As managing director of the United American in Illinois from 1919 to 1922, Wyland conducted a training school in Americanization work which resulted in the naturalization of 20,000 aliens. He helped to "Americanize"' several hundred thousand foreign-born citizens.

== Boy Scouts of America ==
Wyland became affiliated with the National Council of the Boy Scouts of America on August 1, 1922. He started as national director of relationships for what was first called the "Bureau of Church Relations" then later the "Relationships Division". He became acting director of education in 1925, then director of education in 1930. He held these positions until 1952.

As director of relationships, Wyland co-ordinated the work of Protestant, Catholic, Jewish, Latter-day Saint and other religious groups in their scouting participation, as well as educational institutions, civic groups, service clubs, fraternal bodies and parent institutions which sponsored scout troops and cub packs.

As director of education, he edited Principles of Scoutmastership (the first training material for scoutmasters in the early 1930s) and other publications.

His doctoral dissertation was Scouting in the Schools: A Study of the Relationships Between the Schools and the Boy Scouts of America. His dissertation advisor was Dr. Elbert K. Fretwell, who became the BSA's second Chief Scout Executive. It was first published in book form in 1934 by Teacher College Press, part of Columbia University.

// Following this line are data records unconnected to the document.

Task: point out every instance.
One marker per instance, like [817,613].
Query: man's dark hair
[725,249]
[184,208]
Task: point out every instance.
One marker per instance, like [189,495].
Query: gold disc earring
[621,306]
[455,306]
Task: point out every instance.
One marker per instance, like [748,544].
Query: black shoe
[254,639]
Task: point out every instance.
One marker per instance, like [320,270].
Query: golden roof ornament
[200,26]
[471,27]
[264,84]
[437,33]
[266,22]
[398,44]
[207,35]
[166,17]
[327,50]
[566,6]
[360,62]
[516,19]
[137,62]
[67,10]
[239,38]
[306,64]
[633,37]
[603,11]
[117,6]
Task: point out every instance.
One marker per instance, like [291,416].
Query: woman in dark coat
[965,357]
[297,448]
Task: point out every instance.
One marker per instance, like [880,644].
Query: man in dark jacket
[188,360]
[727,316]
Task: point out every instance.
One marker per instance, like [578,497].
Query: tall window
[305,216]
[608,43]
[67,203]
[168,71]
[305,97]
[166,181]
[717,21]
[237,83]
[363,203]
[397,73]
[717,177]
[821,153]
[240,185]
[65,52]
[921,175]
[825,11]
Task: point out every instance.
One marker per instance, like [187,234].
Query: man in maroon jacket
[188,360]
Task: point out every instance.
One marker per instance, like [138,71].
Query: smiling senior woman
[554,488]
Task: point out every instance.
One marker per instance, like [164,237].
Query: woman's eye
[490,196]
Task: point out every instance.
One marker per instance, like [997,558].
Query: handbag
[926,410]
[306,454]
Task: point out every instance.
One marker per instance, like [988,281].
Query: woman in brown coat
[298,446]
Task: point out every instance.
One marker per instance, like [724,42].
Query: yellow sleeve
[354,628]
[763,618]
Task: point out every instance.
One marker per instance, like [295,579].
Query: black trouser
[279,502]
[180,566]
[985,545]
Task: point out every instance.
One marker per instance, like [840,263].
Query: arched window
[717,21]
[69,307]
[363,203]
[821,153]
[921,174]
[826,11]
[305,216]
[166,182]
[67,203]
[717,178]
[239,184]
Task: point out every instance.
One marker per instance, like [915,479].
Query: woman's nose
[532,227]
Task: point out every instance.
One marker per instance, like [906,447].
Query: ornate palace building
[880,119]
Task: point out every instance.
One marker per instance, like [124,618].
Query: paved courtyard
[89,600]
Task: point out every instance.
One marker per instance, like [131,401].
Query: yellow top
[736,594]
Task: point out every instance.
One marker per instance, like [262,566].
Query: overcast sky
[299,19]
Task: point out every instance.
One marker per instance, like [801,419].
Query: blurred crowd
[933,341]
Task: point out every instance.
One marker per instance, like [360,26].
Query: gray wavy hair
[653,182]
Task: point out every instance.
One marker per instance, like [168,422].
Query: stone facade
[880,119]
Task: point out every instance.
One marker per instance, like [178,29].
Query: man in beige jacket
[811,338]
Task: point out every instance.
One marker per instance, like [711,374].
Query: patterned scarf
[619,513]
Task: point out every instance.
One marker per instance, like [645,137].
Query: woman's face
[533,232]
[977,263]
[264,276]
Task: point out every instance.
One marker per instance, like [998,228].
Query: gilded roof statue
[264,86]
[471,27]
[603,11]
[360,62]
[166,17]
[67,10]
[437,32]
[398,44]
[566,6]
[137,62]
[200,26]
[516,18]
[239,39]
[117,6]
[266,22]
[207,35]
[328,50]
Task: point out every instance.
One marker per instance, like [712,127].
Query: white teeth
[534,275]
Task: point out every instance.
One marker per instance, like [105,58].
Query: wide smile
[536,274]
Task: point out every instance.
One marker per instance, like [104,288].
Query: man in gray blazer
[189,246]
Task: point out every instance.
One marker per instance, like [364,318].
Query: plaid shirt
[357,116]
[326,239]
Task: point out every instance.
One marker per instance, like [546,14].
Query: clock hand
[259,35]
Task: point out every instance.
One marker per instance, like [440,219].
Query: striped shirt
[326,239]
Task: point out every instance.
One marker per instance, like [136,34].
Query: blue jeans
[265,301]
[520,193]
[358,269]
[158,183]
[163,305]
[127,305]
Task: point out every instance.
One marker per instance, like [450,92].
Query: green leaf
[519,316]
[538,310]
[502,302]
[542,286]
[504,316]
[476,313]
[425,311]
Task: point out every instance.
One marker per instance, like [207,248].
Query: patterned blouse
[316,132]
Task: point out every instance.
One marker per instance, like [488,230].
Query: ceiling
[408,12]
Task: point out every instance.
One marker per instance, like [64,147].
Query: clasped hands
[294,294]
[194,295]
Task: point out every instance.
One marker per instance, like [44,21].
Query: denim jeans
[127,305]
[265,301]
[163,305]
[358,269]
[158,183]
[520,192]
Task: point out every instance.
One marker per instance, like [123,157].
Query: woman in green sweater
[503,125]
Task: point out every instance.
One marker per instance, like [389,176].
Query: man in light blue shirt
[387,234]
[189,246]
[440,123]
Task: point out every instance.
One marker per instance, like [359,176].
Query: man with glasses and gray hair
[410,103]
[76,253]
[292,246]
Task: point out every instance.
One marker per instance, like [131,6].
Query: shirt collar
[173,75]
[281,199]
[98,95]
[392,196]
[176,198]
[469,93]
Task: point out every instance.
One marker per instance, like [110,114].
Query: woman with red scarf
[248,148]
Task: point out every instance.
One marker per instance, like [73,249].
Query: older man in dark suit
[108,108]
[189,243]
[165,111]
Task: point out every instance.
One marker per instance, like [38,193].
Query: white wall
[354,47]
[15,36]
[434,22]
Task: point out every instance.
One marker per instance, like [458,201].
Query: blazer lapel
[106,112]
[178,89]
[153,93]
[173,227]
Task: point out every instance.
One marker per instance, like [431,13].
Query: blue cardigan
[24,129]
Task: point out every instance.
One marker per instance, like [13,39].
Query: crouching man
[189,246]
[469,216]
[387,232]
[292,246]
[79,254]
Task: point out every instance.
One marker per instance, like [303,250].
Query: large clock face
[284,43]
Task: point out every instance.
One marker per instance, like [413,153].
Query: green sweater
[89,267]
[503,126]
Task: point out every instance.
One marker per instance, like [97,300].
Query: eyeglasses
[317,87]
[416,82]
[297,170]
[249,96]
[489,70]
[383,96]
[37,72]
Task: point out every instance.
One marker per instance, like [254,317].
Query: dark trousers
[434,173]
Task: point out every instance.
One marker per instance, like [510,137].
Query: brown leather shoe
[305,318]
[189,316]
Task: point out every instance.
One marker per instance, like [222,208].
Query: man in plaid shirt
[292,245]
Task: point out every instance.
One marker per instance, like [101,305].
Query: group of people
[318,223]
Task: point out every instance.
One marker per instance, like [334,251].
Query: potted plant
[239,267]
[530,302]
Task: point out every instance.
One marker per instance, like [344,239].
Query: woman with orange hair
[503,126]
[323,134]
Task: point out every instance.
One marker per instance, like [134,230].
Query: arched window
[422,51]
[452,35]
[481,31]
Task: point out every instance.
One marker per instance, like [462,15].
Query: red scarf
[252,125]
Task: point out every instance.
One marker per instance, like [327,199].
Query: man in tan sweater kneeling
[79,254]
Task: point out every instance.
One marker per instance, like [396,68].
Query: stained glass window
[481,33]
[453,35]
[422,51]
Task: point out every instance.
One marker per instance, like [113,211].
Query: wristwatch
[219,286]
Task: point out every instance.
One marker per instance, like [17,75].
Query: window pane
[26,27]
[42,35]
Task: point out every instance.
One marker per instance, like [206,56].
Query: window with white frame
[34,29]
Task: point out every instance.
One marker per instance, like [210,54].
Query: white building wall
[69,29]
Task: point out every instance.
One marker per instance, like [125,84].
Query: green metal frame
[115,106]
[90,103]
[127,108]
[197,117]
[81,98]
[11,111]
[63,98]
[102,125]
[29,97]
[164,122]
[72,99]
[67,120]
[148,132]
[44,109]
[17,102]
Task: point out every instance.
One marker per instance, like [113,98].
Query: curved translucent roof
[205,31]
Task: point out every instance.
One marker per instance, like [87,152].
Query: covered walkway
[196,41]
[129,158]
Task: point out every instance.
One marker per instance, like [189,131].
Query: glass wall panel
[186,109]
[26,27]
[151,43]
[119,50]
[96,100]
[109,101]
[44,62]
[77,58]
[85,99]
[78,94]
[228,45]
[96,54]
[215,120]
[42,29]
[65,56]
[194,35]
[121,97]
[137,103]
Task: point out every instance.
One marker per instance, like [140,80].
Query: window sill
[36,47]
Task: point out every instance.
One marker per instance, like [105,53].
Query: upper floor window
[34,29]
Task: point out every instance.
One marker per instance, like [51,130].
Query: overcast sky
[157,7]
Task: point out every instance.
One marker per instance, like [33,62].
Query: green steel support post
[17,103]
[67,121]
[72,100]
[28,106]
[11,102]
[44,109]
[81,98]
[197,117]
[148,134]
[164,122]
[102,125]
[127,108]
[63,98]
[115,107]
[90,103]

In 1937, J. S. Wilson met Gunnar Berg and Wyland at Balboa, Panama, on his way to Bogotá, for a conference about mixed-race scouts in the Panama Canal Zone, who claimed British and not Panamanian nationality. It was agreed that they should be taken under the wing of the Canal Zone Council of the Boy Scouts of America but, in 1947, they were transferred directly under the International Bureau as the International Boy Scouts of the Canal Zone.

== Other positions ==
Wyland was a trustee of the Washington Square Methodist Church in New York City, president of the New York Rotary Club, president of the Strathmore Association of Westchester County, gave leadership in Red Cross, United Service Organizations and Community Chest campaigns and was a captain in the Auxiliary Police in World War II.

== Alpha Phi Omega ==
Wyland was a charter member of Alpha chapter of Alpha Phi Omega, having been scout advisor from the inception of the fraternity. He played a large role in the development of the operating policies, constitution and bylaws of Alpha Phi Omega and devising the fourfold program of service for Alpha Phi Omega. His attendance at all of the national conventions until at least 1951 helped with this endeavor.

In 1930, when application was made for approval of Alpha Phi Omega by the National Council of the Boy Scouts of America, Wyland worked hand in hand with Dr. H. Roe Bartle in presenting the facts which brought about a favorable decision and gave Alpha Phi Omega the official sanction of the Scouting Movement.

Alpha Phi Omega honored him by dedicating the 1951 Fall Pledge class to him and awarding him the National Distinguished Service Award in 1956. He represented the national fraternity at the chartering of a large number of chapters in the northeast in the 1940s and 1950s. He was a signatory of the Alpha Phi Omega articles of incorporation in 1968.

==Personal life==
Wyland died on October 26, 1969 in Los Angeles, California.